Invited to the holiday -

And Soma Seyushi says:
Ah New Year!
Dust in the room -
and she is beautiful!


Longevity and wisdom from Fukurozhin!

Hijikata Toshizo (Japanese 土方 歳三(ひじかた としぞう)?, May 31, 1835, Tamagun, Musashi Province (now Hino, Tokyo Metropolis) - June 20, 1869, Goryokaku Fortress, Hakodate) - a talented Japanese military figure second in rank commander of the Shinsengumi, great swordsman, one of the leaders of the traditionalist rebellion against the Meiji Restoration.

lane Olga Chigirinskaya

33

New Year holidays.
I walk along the road and above it
A kite flutters.

***
This is New Year's day
That he finally came -
Just one more day.
Horo

*
The New Year has arrived;
There is a simple hut,
I have nothing to wish for.

Nanshi

*
New Year:
What I feel
Beyond words.

*
day of light
Begins to shine
From the heads of sardines.

Buson

*
This is good, and that is good too -
New Year
In my old age.

Royto

*
First day of the year:
And I remember
A damp autumn evening.

Basho

*
New Year;
Work table, pieces of paper -
Just like last year.

Matsuo

*
First day of the year;
Through the doors of my shack
Barley field.

Sokha (Shoha)

*
Stream in the fields -
Oh, the sound of flowing water!
New Year.

Raizan

*
I stick my staff in
Into the quagmire
The first sun of the year.

New Year:
What luck! luck!
Pale blue sky!

*
New Year;
There's no hate in me
To those who trampled the snow.
Yayu

*
In my hands is a plum blossom branch
Says congratulations
Happy New Year.

Shiki

*
Smoke
Now creating
The first sky of the year.

*
First dream in the New Year;
I keep it a secret
Smiling to myself.

Translation - E. Kuzmina © When using my translations, a link to the site http://elenakuzmina.blogspot.com/ is required

Friendly company -
three monkeys meet
New Year... ---
(Taneda Santoka / Alexander Dolin)

On a bare tree
crow - here
and the New Year has passed...

(Taneda Santoka / Alexander Dolin)

Japanese songs

New Year's pines,
You are milestones
On the way to the Beyond.
Because you are our joy,
Therefore there is sadness in you (Ikkyu, 15th century)
Balmont lane

The most modest flowers
I bought it for five sen and returned -
I'm spending New Year's Eve
alone at home,
contemplating the bizarre frost...
Shaku Choku Translation by A. Dolina
The poetry of the famous philologist and ethnographer Origuchi Shinobu, better known in literary circles under the pseudonym Shaku Choku (1887–1953), represents a most interesting page in the history of tanka of the 20th century.

Russian haiku
Upside down
One more page.
New Year's snow.
Boris Akunin

The trill of the telephone will not stop,
Something strange is happening!
The girls want a New Year...

***
Today I looked outside the window -
The holiday will be with snow!
Lord, this is a miracle!!!
Based on Internet materials

Warms like haiku
sparkling champagne
on New Year's Eve.

Analysis of the form of haiku A haiku is a 17-syllable tercet with a strict division of syllables into lines: five in the first, seven in the second, five in the third.
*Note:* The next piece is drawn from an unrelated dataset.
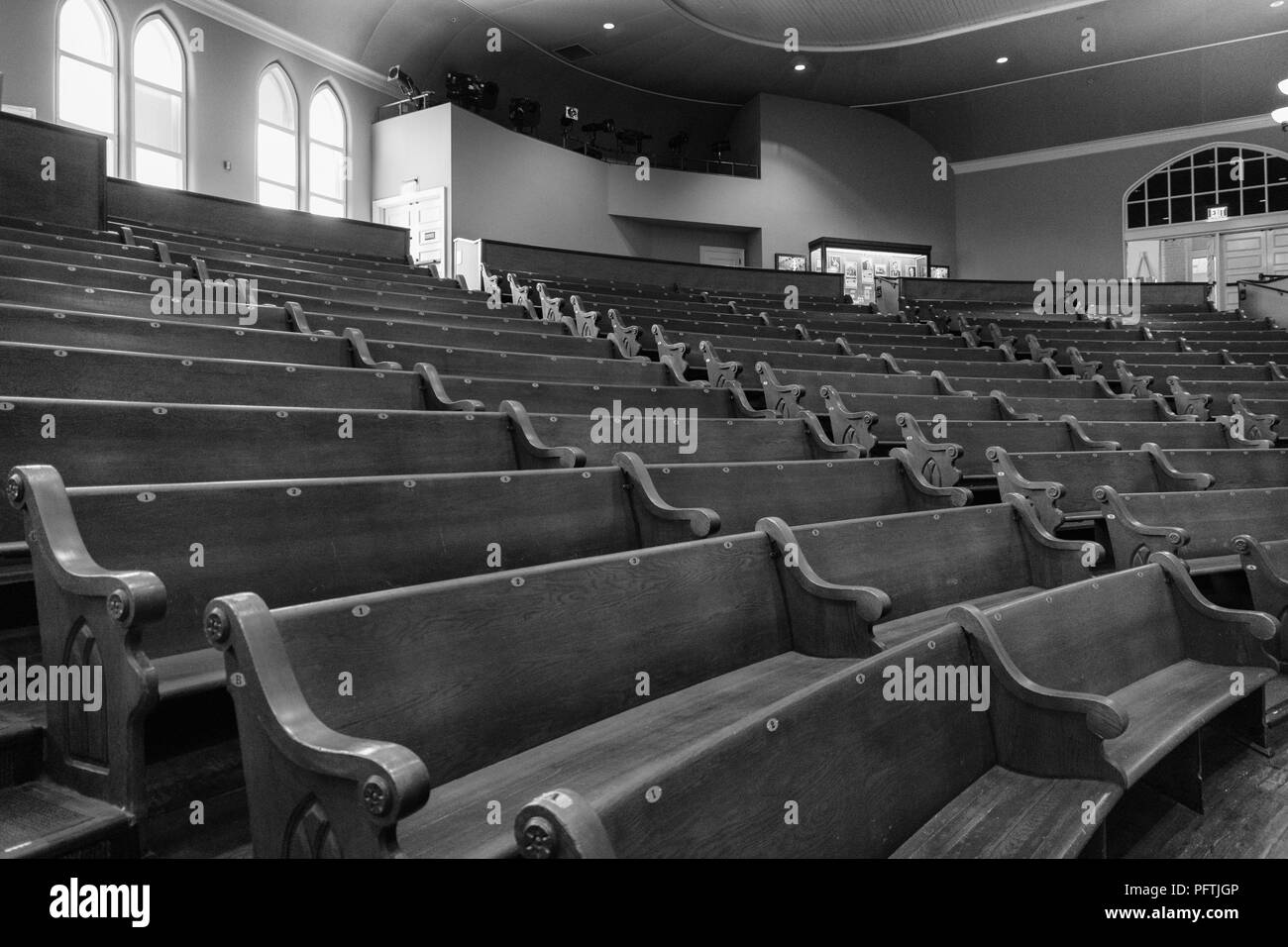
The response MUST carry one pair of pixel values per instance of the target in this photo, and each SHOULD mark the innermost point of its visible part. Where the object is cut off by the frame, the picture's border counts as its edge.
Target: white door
(1243, 257)
(721, 257)
(1278, 262)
But this applies specifically to the Japanese language. Such clarity may disappear in translation. Original. Furuike I 5 Kawakazu Tobikomu 7 Minzu no oto. 5 Translation. Old pond. 3 The frog is jumping. 6 Water splash. 3 Conclusion: Haiku has a stable meter, but this does not exclude poetic license.

Slide 24 from the presentation "Haiku". The size of the archive with the presentation is 937 KB.